Mozilla is a global, nonprofit organization dedicated to improving the World Wide Web. Mozilla places a strong focus on open-source projects that prioritize the privacy and security of its users. Mozilla’s most popular project, Firefox, is the second most used desktop browser, serving over 250 million users worldwide.
Recently discovered security vulnerabilities, “Spectre” and “Meltdown,” have reiterated the need for computers to maintain the security and privacy of their users. To this end, Mozilla has started to convert Firefox to a new system, called Fission.
Currently the Firefox browser runs each webpage in a single process, which can be thought of as a physical container. Each webpage consists of multiple parts. If these parts all reside in the same container, then they can interact with each other’s parts, thereby enabling potential security vulnerabilities.

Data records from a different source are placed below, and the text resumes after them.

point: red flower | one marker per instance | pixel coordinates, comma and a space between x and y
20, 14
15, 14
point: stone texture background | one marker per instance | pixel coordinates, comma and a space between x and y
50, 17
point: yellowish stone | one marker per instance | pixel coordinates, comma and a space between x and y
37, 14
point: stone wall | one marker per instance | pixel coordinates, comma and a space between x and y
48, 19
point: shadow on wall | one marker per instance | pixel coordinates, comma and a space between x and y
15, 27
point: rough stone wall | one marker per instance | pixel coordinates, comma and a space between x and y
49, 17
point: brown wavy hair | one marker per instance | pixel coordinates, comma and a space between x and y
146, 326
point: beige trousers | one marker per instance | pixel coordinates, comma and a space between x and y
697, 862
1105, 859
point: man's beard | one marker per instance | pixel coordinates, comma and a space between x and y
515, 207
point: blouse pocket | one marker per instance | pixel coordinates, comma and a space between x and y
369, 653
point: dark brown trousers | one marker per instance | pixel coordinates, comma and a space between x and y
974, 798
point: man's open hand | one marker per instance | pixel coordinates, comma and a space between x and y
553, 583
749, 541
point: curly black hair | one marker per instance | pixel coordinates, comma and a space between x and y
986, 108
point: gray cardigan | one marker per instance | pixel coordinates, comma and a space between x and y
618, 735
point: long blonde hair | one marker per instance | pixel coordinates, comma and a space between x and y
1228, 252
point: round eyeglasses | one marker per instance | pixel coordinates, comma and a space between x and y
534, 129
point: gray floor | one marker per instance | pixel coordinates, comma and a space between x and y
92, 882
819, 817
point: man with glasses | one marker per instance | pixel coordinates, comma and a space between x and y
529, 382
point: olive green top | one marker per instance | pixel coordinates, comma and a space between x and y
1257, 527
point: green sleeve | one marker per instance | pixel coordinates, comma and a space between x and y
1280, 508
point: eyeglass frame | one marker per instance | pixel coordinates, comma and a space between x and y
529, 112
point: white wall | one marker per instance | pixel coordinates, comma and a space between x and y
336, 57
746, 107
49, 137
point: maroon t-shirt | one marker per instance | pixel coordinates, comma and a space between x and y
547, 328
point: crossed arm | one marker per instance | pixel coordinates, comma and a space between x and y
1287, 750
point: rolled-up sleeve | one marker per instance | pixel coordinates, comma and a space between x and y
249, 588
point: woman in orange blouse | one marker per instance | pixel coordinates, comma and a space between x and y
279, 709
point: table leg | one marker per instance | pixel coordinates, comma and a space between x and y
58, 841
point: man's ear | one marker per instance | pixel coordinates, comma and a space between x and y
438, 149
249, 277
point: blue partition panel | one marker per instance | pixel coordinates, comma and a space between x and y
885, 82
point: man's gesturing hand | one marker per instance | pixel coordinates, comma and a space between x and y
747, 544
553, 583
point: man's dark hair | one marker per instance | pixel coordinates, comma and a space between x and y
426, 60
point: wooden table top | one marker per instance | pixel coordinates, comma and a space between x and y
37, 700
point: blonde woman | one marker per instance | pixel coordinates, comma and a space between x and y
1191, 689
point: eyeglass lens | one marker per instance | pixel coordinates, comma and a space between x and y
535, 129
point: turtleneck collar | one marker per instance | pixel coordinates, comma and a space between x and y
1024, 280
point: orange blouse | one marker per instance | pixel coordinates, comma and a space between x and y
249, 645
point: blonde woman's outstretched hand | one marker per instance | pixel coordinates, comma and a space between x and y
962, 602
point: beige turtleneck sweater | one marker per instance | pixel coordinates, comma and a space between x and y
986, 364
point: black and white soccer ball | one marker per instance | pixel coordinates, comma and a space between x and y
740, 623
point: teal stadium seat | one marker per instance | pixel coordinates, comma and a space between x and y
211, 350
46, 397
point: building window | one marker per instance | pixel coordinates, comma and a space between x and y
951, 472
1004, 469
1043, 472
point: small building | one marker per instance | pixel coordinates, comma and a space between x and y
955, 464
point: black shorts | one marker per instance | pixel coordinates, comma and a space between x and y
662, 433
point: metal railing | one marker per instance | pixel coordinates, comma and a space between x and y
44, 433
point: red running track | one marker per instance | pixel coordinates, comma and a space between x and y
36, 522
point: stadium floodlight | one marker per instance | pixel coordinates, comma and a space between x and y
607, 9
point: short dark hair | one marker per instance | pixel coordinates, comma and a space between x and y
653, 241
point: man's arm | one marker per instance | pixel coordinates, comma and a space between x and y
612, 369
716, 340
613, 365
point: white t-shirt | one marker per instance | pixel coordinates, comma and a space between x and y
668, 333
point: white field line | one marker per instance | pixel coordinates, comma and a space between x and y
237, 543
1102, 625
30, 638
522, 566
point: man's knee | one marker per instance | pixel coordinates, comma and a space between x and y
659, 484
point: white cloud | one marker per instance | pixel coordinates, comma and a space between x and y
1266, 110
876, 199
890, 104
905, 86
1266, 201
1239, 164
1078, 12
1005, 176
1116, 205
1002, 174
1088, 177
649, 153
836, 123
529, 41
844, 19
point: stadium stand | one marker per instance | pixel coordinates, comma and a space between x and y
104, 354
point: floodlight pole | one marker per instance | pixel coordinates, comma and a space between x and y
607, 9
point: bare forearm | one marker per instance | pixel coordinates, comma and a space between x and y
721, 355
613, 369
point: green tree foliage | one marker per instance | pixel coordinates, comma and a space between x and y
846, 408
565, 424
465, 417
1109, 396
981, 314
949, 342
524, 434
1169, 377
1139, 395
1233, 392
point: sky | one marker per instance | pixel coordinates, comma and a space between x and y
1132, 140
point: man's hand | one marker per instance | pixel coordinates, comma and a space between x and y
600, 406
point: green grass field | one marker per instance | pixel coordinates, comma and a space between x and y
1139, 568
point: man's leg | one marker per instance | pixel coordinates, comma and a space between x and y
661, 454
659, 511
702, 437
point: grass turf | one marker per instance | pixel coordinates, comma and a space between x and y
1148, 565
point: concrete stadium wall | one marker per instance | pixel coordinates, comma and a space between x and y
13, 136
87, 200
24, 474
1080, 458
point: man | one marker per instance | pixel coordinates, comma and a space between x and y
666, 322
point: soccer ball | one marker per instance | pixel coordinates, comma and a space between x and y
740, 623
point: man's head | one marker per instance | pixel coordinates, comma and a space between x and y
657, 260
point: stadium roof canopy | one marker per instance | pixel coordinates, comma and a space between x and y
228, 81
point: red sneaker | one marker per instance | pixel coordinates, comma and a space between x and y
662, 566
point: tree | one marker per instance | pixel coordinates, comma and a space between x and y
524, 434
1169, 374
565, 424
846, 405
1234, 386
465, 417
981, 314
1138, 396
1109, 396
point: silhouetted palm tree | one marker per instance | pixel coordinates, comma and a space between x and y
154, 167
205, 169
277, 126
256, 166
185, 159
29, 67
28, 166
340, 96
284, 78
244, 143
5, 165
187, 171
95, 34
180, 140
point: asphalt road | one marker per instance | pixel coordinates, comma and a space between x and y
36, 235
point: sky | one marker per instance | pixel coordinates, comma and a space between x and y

Fission is a new paradigm developed by Mozilla to split webpages in Firefox into multiple processes, or containers, to protect the user from potentially malicious web pages or advertisements. Using Fission, a malicious web page can no longer access private information because it no longer resides in the same container as anything else.
To implement Fission, Firefox’s underlying infrastructure must be reworked. Firefox is massive, containing over 5 million lines of code, so converting the entire browser to Fission is not trivial.
Our “Splitting the Atom. Again.” project updates various parts of the Firefox browser, such as picture-in-picture video, pop-up blocking, and page thumbnail creation, to use Fission. From a Firefox user’s perspective, this transition is unnoticeable, but it is essential to ensure a secure browsing experience.
These advancements are implemented using JavaScript, with Mercurial used for version control and Phabricator used for code reviews.